Um estudo da USP acompanhou 42 adultos com a condição. Metade deles participou de um programa de exercícios em casa por três meses, com quatro treinos semanais de 40 a 45 minutos, incluindo atividades aeróbicas e de resistência. A outra metade manteve a rotina habitual, sem treinos.
Os participantes fizeram avaliações antes e depois do estudo, que analisaram aspectos físicos, metabólicos e de qualidade de vida.
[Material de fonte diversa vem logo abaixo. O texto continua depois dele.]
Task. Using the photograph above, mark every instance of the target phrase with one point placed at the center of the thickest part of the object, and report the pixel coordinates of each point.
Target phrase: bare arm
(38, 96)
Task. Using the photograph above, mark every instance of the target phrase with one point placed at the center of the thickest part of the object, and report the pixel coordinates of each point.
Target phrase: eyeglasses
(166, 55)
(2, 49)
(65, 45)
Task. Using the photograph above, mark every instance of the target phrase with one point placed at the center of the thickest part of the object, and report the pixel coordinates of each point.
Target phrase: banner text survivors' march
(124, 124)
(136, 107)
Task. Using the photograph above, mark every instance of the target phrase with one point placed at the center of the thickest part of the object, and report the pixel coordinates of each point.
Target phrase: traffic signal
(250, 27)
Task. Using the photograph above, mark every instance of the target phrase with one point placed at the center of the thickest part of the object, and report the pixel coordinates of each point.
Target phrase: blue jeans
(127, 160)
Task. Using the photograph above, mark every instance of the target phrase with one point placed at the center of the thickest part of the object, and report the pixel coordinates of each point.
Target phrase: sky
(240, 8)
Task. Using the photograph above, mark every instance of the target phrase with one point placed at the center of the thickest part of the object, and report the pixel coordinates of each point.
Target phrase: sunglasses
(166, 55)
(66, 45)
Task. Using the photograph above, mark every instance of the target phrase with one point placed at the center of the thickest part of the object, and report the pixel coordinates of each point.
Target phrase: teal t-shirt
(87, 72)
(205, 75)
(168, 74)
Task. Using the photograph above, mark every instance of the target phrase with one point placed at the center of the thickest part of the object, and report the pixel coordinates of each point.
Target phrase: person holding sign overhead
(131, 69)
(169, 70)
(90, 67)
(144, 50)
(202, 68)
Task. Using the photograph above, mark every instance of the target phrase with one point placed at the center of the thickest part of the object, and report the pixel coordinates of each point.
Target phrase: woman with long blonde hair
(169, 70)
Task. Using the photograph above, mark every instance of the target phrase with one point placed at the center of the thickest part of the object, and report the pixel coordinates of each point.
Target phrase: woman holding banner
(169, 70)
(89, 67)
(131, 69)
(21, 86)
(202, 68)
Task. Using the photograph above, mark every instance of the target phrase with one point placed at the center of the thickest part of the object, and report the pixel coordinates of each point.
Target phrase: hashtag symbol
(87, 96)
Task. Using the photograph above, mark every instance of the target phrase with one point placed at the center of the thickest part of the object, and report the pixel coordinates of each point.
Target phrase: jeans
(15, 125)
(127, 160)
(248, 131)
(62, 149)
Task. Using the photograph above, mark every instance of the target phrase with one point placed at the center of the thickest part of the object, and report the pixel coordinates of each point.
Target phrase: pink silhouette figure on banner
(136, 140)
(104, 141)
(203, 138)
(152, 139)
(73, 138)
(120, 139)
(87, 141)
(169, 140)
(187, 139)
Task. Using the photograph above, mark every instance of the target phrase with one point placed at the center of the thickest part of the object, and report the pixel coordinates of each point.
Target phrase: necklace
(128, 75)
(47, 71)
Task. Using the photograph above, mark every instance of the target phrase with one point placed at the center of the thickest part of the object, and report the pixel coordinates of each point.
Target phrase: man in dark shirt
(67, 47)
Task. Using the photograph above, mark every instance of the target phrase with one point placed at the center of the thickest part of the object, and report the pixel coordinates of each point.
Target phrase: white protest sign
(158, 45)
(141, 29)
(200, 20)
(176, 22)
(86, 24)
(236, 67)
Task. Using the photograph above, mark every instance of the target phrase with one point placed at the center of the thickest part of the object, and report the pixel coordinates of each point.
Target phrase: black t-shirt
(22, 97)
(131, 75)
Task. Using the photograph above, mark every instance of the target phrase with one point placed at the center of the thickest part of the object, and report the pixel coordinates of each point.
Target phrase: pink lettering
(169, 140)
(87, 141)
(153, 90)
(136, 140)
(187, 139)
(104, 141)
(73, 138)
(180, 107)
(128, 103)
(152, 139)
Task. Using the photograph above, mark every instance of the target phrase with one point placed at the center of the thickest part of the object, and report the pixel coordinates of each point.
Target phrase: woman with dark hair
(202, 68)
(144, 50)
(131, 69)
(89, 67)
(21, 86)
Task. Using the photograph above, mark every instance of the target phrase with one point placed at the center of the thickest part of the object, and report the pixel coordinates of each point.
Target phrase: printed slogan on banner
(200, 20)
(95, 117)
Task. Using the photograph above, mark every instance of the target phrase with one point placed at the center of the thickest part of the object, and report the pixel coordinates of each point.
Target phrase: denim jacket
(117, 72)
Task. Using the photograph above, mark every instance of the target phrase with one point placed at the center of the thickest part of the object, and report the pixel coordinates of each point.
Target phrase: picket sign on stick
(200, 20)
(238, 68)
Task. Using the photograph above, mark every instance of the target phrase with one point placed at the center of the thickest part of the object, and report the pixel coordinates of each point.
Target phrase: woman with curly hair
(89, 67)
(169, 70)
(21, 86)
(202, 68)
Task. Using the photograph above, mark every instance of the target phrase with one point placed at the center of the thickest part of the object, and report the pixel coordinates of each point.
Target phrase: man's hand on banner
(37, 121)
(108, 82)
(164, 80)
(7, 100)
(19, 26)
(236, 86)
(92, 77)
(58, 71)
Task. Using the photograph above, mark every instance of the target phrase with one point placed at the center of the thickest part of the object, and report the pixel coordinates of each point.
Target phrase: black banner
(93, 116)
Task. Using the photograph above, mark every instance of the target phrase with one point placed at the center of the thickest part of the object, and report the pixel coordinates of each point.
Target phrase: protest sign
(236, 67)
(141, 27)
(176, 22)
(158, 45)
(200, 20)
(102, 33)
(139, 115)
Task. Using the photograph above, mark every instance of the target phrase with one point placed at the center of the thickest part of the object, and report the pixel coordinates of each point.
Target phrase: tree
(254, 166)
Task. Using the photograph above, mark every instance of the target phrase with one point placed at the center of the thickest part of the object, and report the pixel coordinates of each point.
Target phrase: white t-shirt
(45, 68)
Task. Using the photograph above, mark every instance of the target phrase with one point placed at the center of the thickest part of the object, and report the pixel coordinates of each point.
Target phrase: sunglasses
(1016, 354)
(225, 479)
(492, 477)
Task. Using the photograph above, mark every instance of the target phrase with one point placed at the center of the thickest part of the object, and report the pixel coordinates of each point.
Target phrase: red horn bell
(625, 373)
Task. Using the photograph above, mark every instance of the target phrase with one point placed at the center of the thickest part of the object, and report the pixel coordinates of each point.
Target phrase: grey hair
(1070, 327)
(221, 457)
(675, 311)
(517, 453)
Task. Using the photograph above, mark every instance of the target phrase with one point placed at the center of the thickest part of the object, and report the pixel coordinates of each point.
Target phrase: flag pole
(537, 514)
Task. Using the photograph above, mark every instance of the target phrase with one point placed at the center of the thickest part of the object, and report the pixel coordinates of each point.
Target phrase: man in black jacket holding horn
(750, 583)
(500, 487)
Quem se exercitou apresentou melhora na capacidade física, redução de gordura, aumento de massa magra e melhoras nos níveis de colesterol e outros marcadores de saúde.
Segundo os especialistas, os exercícios foram seguros e melhoraram até a disposição e a vitalidade dos participantes. “Mesmo com treinos à distância, os benefícios foram evidentes”, afirma a cardiologista Luciana Janot.
Avaliação médica é indispensável
Para que a prática de exercícios resulte apenas em ganhos para pessoas com cardiopatias congênitas, o acompanhamento médico é indispensável — especialmente o do cardiologista. “Há necessidade de avaliação individualizada antes da liberação dos exercícios, pois as cardiopatias congênitas envolvem um grupo heterogêneo de doenças e com diferentes graus de complexidade anatômica e funcional”, adverte Janot.